This is the story of The Veldt, a new short play by Ray Bradbury which, with two other Bradbury one-acters, has just opened in Los Angeles. As the world's best science fiction writer, author of The Martian Chronicles and Hollywood's It Came From Outer Space, Bradbury has come to think that the world has actually entered the machine-dominated sci-fi era and that the human soul is already deep in an electronic coma. Hence his plays, though they are set in the future, are actually hyperbolic allegories of the present.
New Shores. In the second play, for instance, a couple of pedestrians are stopped by a cop car which contains no cops, only whirring machines with tiny electric brains. In the third, Bradbury postulates one man who alone among the scattered survivors of a thermonuclear holocaust remembers the civilization that preceded it. But somehow he can remember only material minutiae -candy wrappers, imitation flowers, the dashboard of a Cadillac.
Ray Bradbury obviously is one of the world's most visionary reactionaries. His enmity to the automobile is so basic that, although he owns two, he never drives and does not even know how. He rides a bicycle and has yet to make his first flight in a jet. He got rid of his first electric typewriter because he couldn't stand all the hmmms and uh'uhs it was saying in reaction to his stories.

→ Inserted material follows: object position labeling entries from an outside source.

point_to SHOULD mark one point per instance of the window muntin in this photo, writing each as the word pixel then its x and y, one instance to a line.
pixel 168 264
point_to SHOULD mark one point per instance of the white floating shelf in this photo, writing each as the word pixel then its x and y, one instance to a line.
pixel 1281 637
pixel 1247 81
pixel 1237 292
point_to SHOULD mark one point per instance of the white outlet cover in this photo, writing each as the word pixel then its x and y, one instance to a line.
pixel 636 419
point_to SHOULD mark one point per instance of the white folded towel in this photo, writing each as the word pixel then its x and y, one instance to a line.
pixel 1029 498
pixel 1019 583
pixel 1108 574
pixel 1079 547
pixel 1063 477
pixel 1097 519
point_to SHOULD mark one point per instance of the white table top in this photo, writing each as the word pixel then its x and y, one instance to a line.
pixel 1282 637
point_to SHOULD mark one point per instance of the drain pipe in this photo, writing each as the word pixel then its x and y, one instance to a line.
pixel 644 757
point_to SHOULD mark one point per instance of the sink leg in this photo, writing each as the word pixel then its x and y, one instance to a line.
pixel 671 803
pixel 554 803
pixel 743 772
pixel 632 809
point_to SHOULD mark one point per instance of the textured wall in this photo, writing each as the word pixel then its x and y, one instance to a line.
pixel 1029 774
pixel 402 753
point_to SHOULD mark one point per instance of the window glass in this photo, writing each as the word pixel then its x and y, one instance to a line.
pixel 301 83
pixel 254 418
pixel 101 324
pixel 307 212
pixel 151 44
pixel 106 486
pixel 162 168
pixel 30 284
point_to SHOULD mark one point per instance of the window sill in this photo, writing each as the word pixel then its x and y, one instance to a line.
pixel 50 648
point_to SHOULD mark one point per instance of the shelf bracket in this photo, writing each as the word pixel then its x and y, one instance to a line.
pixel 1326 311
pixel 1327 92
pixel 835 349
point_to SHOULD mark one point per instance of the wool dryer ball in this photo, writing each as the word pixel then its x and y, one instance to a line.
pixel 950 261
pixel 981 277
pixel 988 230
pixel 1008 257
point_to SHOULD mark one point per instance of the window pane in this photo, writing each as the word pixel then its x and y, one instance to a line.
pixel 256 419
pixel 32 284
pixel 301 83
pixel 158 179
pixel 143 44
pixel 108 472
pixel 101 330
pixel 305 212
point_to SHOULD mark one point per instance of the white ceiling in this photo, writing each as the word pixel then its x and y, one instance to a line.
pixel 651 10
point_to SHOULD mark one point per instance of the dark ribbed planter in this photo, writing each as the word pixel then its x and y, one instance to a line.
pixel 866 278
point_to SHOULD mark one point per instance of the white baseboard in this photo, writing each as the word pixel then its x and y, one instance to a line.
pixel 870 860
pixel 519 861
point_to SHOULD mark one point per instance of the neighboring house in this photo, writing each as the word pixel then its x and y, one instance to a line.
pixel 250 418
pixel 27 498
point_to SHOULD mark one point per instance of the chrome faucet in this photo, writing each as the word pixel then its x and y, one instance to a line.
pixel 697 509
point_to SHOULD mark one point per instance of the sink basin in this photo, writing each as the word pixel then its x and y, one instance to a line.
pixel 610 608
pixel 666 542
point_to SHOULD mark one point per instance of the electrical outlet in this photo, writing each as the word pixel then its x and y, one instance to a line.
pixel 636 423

Out of Mushrooms. At 44, he makes more than $50,000 a year, but he lives conservatively in a modest house with his wife and four daughters. His father was a lineman for a power company in Waukegan, Ill., and his own education stopped at the high school level. He has never studied physics, chemistry, or any of the other primary disciplines of science fictioneering, but his imagination more than makes up. "Where do you get your ideas?" someone once asked him. Bradbury was eating a mushroom in a restaurant at the time. "Anywhere," was his answer. "There's a story in mushrooms." There was, too. He wrote it that afternoon-all about mushrooms that were actually visitors from another planet, using mycological disguise in order to get inside earthling bodies and take over the world. The story later was turned into a memorable half-hour of TV by Alfred Hitchcock.